I’ve never liked January in Christchurch – or February for that matter. The city is drained of colour and looks even flatter than usual. The fresh green of Spring has long gone, bleached and dried by the November nor-westers and rising summer temperatures. The hills and plains turn dry-gold; suburban lawns likewise, except where someone waters assiduously in which case the startling emerald green seems violently out of place in an otherwise desiccated landscape. It is a month to be out of the city, in a bach, at the beach, building sandcastles, going to bed sun-swept, windswept, gently encrusted with sea-salt and sand.
But this is a January of memory. For two things have happened. The spectre of skin cancer has altered our relationship with the sun. Our childhood summer days, spent largely in the sea without the protection of hats, cover-up clothes or sunscreen, are long gone. At the same time and paradoxically, global warming seems to be robbing us of our dry, holiday Januarys. This year we continued mowing our lawns, the Port Hills retained their tinge of green, the tomatoes and courgettes languished and everyone, everywhere complained about the rain, the cold, the unseasonal weather.
I can’t see much point in complaining about the weather. It has the upper hand and we have little choice other than to adapt our activities to its dictates. It puzzles me that, in traditionally parched summer Christchurch, we don’t welcome ‘unseasonal’ rain. But, whatever the weather, I am selfishly grateful that I experience its vagaries in a part of the world which I find constantly captivating.

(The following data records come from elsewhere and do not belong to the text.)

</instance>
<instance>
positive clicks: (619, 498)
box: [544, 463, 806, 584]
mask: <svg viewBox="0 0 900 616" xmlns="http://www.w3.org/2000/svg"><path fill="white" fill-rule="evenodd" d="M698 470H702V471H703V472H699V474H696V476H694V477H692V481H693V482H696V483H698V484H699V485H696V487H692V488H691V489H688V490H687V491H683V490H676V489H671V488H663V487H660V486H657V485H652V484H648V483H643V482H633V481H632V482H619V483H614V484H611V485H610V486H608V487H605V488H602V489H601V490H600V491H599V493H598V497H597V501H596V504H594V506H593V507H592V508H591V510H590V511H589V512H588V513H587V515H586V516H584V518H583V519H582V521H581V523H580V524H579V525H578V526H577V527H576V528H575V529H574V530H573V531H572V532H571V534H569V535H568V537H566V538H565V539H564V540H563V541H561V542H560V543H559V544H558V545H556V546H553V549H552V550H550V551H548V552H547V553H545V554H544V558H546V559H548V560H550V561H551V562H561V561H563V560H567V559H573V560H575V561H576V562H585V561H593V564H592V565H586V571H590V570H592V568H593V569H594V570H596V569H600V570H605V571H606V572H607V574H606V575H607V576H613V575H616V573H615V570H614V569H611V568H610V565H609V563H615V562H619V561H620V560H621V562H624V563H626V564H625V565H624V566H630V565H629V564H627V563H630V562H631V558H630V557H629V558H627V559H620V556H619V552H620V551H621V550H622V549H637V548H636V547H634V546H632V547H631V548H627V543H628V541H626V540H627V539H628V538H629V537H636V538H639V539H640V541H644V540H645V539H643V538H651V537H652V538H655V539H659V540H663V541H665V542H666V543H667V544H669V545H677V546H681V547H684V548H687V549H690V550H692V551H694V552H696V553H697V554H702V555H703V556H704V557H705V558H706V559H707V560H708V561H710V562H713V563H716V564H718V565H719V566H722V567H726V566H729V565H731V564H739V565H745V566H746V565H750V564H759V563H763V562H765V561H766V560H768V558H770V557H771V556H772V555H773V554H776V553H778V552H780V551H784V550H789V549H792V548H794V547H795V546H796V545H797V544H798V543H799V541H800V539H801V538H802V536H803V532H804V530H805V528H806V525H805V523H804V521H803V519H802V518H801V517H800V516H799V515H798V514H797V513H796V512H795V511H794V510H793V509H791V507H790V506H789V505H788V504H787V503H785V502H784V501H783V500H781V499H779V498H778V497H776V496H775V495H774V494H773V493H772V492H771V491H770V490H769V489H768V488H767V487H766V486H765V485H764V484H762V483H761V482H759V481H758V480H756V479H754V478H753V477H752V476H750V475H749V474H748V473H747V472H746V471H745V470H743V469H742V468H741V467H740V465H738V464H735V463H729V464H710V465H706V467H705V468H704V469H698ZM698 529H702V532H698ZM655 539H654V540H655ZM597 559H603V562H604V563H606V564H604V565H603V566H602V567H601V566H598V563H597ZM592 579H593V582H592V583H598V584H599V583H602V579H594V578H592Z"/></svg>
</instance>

Governors Bay, at the head of Whangaraupō (Lyttelton Harbour) on Banks Peninsula, is only just ‘over the hill’ from Christchurch, but it feels like another country. Living in Governors Bay I identify with the Peninsula rather than the city. My points of reference include the port of Lyttelton, Otamahua (Quail Island), Mts Evans, Sinclair, Herbert and Bradley. I check frequently to see what the tide is doing and to watch the fickle Canterbury wind changes reflected in the waters of the upper harbour. I look at the views from my house and feel a deep sense of belonging to this landscape. It is my turangawaewae, the place that gives me strength, feeds my soul and that I love.